Empresas y finanzas

Kellogg to buy Pringles from P&G for $2.7 billion

By Martinne Geller and Jessica Wohl

(Reuters) - Kellogg Co agreed to buy Pringles potato chips from Procter & Gamble Co for $2.7 billion in a cash deal that will almost triple its international snack business, sending its shares higher.

The transaction will also let household goods maker P&G leave the food business after its agreement with Diamond Foods Inc fell apart.

Shares of Kellogg, which is aiming to expand a snack portfolio that already includes Keebler cookies and Townhouse crackers, rose 4 percent.

Adding Pringles salty chips to the mix will increase the size of Kellogg's snack business to where it will account for as much of total revenue as its well-known cereal business.

P&G agreed to sell Pringles to Diamond Foods Inc last year, but that deal fell apart this month following the discovery of improper accounting that led Diamond to replace its chief executive and finance chief. The U.S. government is looking into Diamond's accounting practices.

"With the results of their audit committee investigation and the management change, that was no longer feasible," P&G Chairman and Chief Executive Bob McDonald told reporters gathered in Cincinnati for a P&G event.

The companies expect the deal to close by this summer.

Both companies declined to say when their discussions started.

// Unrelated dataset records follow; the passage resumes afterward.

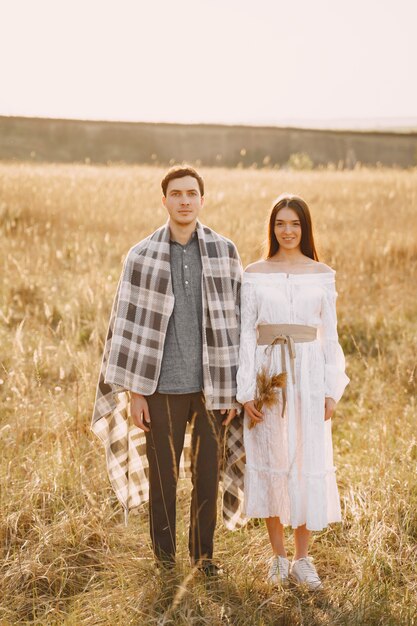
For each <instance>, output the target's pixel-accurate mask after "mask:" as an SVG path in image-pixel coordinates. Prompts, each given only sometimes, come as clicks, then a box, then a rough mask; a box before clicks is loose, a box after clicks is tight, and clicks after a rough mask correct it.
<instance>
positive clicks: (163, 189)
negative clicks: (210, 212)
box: [161, 165, 204, 196]
mask: <svg viewBox="0 0 417 626" xmlns="http://www.w3.org/2000/svg"><path fill="white" fill-rule="evenodd" d="M184 176H192V177H193V178H195V179H196V181H197V182H198V186H199V188H200V193H201V195H202V196H204V180H203V179H202V178H201V176H200V174H199V173H198V172H197V170H195V169H194V168H193V167H191V165H174V166H173V167H171V168H170V169H169V170H168V171H167V173H166V174H165V176H164V178H163V179H162V181H161V187H162V192H163V194H164V196H166V195H167V189H168V183H169V181H170V180H174V179H175V178H184Z"/></svg>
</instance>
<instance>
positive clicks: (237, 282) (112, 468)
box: [91, 222, 245, 530]
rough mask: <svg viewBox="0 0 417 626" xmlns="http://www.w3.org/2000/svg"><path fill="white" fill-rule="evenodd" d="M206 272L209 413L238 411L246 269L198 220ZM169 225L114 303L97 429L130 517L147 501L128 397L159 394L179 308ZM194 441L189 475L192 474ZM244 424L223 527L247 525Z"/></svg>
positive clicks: (118, 296)
mask: <svg viewBox="0 0 417 626" xmlns="http://www.w3.org/2000/svg"><path fill="white" fill-rule="evenodd" d="M197 235H198V241H199V246H200V253H201V261H202V274H203V329H204V332H203V379H204V395H205V401H206V405H207V408H208V409H222V408H225V409H228V408H231V407H239V404H238V403H237V402H236V398H235V395H236V371H237V365H238V349H239V297H240V284H241V274H242V268H241V263H240V259H239V256H238V253H237V250H236V248H235V246H234V244H233V243H232V242H231V241H229V240H228V239H226V238H224V237H221V236H220V235H218V234H217V233H215V232H214V231H213V230H211V229H210V228H208V227H207V226H203V225H202V224H201V223H200V222H197ZM169 241H170V230H169V226H168V224H165V226H163V227H161V228H159V229H158V230H157V231H155V232H154V233H153V234H152V235H150V236H149V237H147V238H146V239H144V240H143V241H141V242H140V243H139V244H137V245H136V246H134V247H133V248H132V249H131V250H130V251H129V253H128V255H127V258H126V260H125V263H124V268H123V272H122V275H121V278H120V281H119V285H118V288H117V293H116V297H115V300H114V303H113V308H112V313H111V317H110V323H109V328H108V333H107V339H106V343H105V348H104V354H103V360H102V365H101V371H100V376H99V381H98V385H97V391H96V400H95V404H94V411H93V418H92V424H91V430H92V431H93V432H94V433H95V434H96V435H97V436H98V437H99V438H100V440H101V441H102V443H103V444H104V448H105V452H106V461H107V470H108V474H109V478H110V482H111V484H112V486H113V488H114V490H115V493H116V495H117V498H118V500H119V502H120V503H121V504H122V506H123V508H124V510H125V512H126V515H127V513H128V512H129V510H131V509H132V508H134V507H137V506H139V505H140V504H142V503H144V502H146V501H147V499H148V497H149V486H148V480H147V476H148V462H147V458H146V440H145V435H144V433H143V431H142V430H140V429H139V428H137V427H136V426H135V425H134V424H133V422H132V421H131V419H130V414H129V411H130V394H129V392H130V391H133V392H136V393H141V394H143V395H150V394H152V393H154V391H155V389H156V386H157V383H158V377H159V372H160V367H161V361H162V355H163V348H164V341H165V334H166V329H167V326H168V321H169V318H170V315H171V313H172V310H173V307H174V300H175V299H174V294H173V290H172V284H171V271H170V245H169ZM189 442H190V438H189V436H188V437H187V438H186V443H185V463H183V470H185V471H187V470H189V465H190V463H189ZM243 471H244V450H243V425H242V420H241V419H240V418H235V420H233V421H232V423H231V424H230V426H229V427H228V429H227V433H226V437H225V448H224V459H223V468H222V484H223V521H224V524H225V526H226V527H227V528H229V529H231V530H233V529H236V528H239V527H241V526H242V525H244V523H245V519H244V517H243V515H242V502H243Z"/></svg>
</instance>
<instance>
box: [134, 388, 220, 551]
mask: <svg viewBox="0 0 417 626" xmlns="http://www.w3.org/2000/svg"><path fill="white" fill-rule="evenodd" d="M147 401H148V406H149V413H150V417H151V429H150V432H148V433H146V454H147V457H148V462H149V488H150V494H149V522H150V533H151V539H152V546H153V549H154V553H155V556H156V558H157V559H158V560H163V561H171V562H172V561H174V559H175V552H176V529H175V517H176V496H177V481H178V472H179V463H180V457H181V453H182V450H183V447H184V438H185V430H186V427H187V423H188V422H191V425H192V435H191V471H192V493H191V510H190V530H189V542H188V545H189V551H190V556H191V558H192V560H193V561H198V560H200V559H202V558H207V559H211V558H212V556H213V537H214V530H215V526H216V516H217V494H218V485H219V473H220V461H221V453H222V439H223V428H222V425H221V423H222V420H223V419H224V418H225V416H223V415H221V414H220V411H208V410H207V409H206V407H205V404H204V396H203V394H202V393H201V392H198V393H186V394H178V395H177V394H161V393H154V394H153V395H152V396H148V397H147Z"/></svg>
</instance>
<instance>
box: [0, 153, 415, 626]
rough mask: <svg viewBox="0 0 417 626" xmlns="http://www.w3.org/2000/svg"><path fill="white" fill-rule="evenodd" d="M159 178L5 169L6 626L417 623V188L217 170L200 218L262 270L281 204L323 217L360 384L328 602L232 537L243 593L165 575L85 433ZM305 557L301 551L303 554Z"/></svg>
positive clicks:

"We've had options," P&G's McDonald said.

Pringles will become Kellogg's second-largest brand behind Special K, McDonald said.

"They are looking to establish a global snacks business on par with their global cereals business and Pringles will be a big part of that," McDonald said.

When Kellogg CEO John Bryant was asked why his company did not buy Pringles when it was up for sale last year, he said it was hard to compete with the Diamond offer.

Also, Kellogg is now more interested in growing its international snack business than it had been, he said.

While Pringles was a revenue-driver for P&G, bringing in about $1.5 billion a year in sales, it was the only remaining food business and no longer fit in with the company's focus on items such as beauty and personal care products.

In recent years, P&G also sold off its Folgers coffee business and Jif peanut butter.

P&G said the deal would lead to an after-tax gain from the deal of $1.4 billion to $1.5 billion, or 47 cents to 50 cents per share, about the same amount estimated when it first announced the deal with Diamond in April 2011.

About 1,700 P&G employees will move to Kellogg.

Kellogg will borrow $2 billion to complete the deal and expects to limit its share repurchase program for about two years. Excluding one-time costs and the impact of reduced buybacks, the deal will add 8 to 10 cents per share to Kellogg's earnings in 2012 and 22 cents to 25 cents in 2013, Kellogg said.

Including those items, the deal will lower Kellogg's earnings per share in 2012 by 11 to 16 cents.

P&G said that if the deal gets done this fiscal year, it would earn $3.77 to $3.93 per share including the one-time gain from the deal. P&G plans to update its core earnings per share guidance for the current third quarter and fiscal 2012 when it speaks with analysts at a conference on February 23.

Kellogg shares were up 4 percent at $52.32 in early trading.